Hudspeth fell into the rough waves but was quickly given a hand back up to the boat. It was the beginning of 7000 vessels to arrive at the five beaches: the US forces at Utah and Omaha and the British and allies at Gold, Juno and Sword. Historians say that in the next three weeks the Allied navies landed more than 850,000 men, 148,000 vehicles and 570,000 tons of stores on the beaches. 

 Within three months, by the end of the Battle of Normandy more than two million men, 400,000 vehicles and three million tons of supplies had been landed on the beaches. For Hudspeth and his men, their role in D-Day had finished on the first day to great applause from their colleagues back at Gosport, Portsmouth. One of the commandos said: “One of the things I found most pleasing about Ken Hudspeth was a down-to-earth practicality of outlook.” Despite its crucial D-Day role, the Exemplar was then sent to Scotland to help research about crush injuries and underwater explosions. 
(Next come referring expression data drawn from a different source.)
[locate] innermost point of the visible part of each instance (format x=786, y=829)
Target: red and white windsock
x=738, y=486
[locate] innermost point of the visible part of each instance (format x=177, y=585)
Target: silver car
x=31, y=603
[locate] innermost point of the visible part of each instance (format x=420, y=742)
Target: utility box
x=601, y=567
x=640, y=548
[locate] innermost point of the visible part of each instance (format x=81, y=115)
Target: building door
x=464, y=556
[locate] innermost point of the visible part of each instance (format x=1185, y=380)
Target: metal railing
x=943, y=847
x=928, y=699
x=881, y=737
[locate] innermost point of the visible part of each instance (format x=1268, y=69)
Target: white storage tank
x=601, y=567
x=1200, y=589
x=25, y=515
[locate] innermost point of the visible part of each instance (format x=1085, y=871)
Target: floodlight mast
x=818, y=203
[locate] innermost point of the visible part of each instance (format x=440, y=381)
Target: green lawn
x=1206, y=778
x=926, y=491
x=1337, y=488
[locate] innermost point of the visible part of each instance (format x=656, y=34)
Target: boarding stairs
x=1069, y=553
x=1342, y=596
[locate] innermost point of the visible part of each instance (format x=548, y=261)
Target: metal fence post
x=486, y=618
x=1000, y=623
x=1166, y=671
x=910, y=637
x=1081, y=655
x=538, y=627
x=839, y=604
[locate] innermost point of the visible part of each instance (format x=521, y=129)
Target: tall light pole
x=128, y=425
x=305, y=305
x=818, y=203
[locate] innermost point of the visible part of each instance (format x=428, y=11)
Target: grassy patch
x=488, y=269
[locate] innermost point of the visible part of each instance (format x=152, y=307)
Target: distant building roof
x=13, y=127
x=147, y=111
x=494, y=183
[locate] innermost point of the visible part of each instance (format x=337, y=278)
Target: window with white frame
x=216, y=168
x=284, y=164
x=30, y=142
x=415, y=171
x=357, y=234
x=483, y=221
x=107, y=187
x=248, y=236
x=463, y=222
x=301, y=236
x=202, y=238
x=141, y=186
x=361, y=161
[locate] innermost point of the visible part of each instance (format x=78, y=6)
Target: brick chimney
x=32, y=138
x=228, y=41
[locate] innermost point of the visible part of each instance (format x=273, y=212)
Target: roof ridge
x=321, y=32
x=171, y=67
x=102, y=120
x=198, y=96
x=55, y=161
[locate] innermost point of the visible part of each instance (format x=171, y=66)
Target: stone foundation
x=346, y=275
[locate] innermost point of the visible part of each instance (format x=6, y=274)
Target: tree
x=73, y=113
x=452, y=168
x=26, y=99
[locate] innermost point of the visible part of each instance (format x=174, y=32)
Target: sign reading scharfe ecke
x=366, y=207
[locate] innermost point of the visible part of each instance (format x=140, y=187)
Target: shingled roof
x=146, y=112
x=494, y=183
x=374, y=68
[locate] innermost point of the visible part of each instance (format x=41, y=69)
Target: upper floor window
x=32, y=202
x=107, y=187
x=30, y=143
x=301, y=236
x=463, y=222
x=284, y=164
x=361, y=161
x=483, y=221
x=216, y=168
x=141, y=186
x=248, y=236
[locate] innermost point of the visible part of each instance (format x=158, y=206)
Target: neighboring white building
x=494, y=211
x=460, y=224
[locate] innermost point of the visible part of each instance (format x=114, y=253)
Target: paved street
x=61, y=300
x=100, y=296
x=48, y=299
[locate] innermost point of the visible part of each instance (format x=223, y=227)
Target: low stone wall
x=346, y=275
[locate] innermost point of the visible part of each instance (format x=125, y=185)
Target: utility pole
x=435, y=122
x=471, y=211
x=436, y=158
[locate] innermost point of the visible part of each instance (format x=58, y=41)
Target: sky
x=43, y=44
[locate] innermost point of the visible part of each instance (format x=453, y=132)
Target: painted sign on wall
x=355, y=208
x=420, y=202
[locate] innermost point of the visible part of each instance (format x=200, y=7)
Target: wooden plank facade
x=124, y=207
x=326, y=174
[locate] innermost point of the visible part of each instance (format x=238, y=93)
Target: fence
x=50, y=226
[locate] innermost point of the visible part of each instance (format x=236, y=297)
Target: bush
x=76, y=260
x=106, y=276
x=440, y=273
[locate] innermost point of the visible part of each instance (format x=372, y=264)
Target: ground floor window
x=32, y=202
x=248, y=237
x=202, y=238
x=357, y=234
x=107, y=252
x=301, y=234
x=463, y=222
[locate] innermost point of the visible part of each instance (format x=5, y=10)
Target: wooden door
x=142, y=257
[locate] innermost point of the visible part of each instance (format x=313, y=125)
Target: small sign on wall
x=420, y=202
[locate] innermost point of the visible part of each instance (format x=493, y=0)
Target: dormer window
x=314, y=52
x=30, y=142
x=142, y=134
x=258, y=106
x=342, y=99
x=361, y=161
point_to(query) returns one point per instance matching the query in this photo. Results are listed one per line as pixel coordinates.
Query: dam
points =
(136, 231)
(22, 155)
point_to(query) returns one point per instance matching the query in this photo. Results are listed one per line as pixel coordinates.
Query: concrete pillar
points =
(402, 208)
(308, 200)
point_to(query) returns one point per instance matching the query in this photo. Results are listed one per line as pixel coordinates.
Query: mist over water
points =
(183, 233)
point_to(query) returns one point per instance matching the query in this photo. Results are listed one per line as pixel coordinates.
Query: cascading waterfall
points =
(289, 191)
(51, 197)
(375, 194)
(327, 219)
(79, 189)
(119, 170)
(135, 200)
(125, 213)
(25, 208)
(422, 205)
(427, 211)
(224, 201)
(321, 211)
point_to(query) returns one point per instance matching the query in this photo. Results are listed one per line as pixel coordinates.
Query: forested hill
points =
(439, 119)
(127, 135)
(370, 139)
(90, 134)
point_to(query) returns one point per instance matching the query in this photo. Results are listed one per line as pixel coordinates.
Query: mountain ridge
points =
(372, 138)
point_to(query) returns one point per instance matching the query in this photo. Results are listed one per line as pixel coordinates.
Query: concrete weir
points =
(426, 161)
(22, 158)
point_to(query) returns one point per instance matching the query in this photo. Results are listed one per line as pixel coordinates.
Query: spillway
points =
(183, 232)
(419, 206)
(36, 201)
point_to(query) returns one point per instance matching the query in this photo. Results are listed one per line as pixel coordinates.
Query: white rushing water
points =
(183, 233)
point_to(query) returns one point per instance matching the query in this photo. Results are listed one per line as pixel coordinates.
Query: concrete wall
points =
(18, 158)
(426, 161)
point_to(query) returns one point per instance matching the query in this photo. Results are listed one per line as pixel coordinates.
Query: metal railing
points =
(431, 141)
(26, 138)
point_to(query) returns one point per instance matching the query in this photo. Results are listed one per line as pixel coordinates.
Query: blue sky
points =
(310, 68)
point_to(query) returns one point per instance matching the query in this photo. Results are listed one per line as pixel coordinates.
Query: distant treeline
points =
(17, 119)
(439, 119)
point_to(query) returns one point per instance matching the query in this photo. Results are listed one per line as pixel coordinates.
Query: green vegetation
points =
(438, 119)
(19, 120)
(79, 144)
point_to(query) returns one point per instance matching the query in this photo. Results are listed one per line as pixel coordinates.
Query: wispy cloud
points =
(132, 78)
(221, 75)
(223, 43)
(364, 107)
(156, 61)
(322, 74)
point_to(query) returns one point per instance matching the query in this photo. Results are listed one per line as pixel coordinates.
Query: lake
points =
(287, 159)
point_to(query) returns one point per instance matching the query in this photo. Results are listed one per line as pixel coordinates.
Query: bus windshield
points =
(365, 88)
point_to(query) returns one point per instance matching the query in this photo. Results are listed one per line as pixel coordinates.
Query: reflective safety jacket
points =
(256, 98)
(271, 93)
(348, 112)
 Hudspeth, who joined the Royal Australian Naval Volunteer Reserve at the beginning of the war, would continue active naval operations until the end of the war as first lieutenant of the destroyer HMS Orwell. After the war he resumed teaching in Tasmania and, according to his son Andrew, very rarely spoke about his war experiences. 

He died in December 2000, aged 82. “He would be mortified to know an article was being written about him,’’ Andrew Hudspeth says. Australian War Memorial senior historian Lachlan Grant says an estimated 500 Royal Australian Navy personnel were serving in the British fleet on D-Day. Of the 500, more than 400 were officers of the RANVR. Grant says Australians commanded two of the convoy escorts, the destroyer HMS Vanquisher, commanded by Lieutenant Commander Frederick Osborne, and the frigate HMS Loch Killin, under the command of Lieutenant Commander Stanley Darling. 

 He says Australians were spread across hundreds of ships, and the experiences of these sailors were diverse. “A small number of Australian naval officers were in command of destroyers, corvettes, minesweepers, landing craft and torpedo boats,” he says. “Others served in ships crews, including commanding individual gun turrets aboard heavy cruisers.”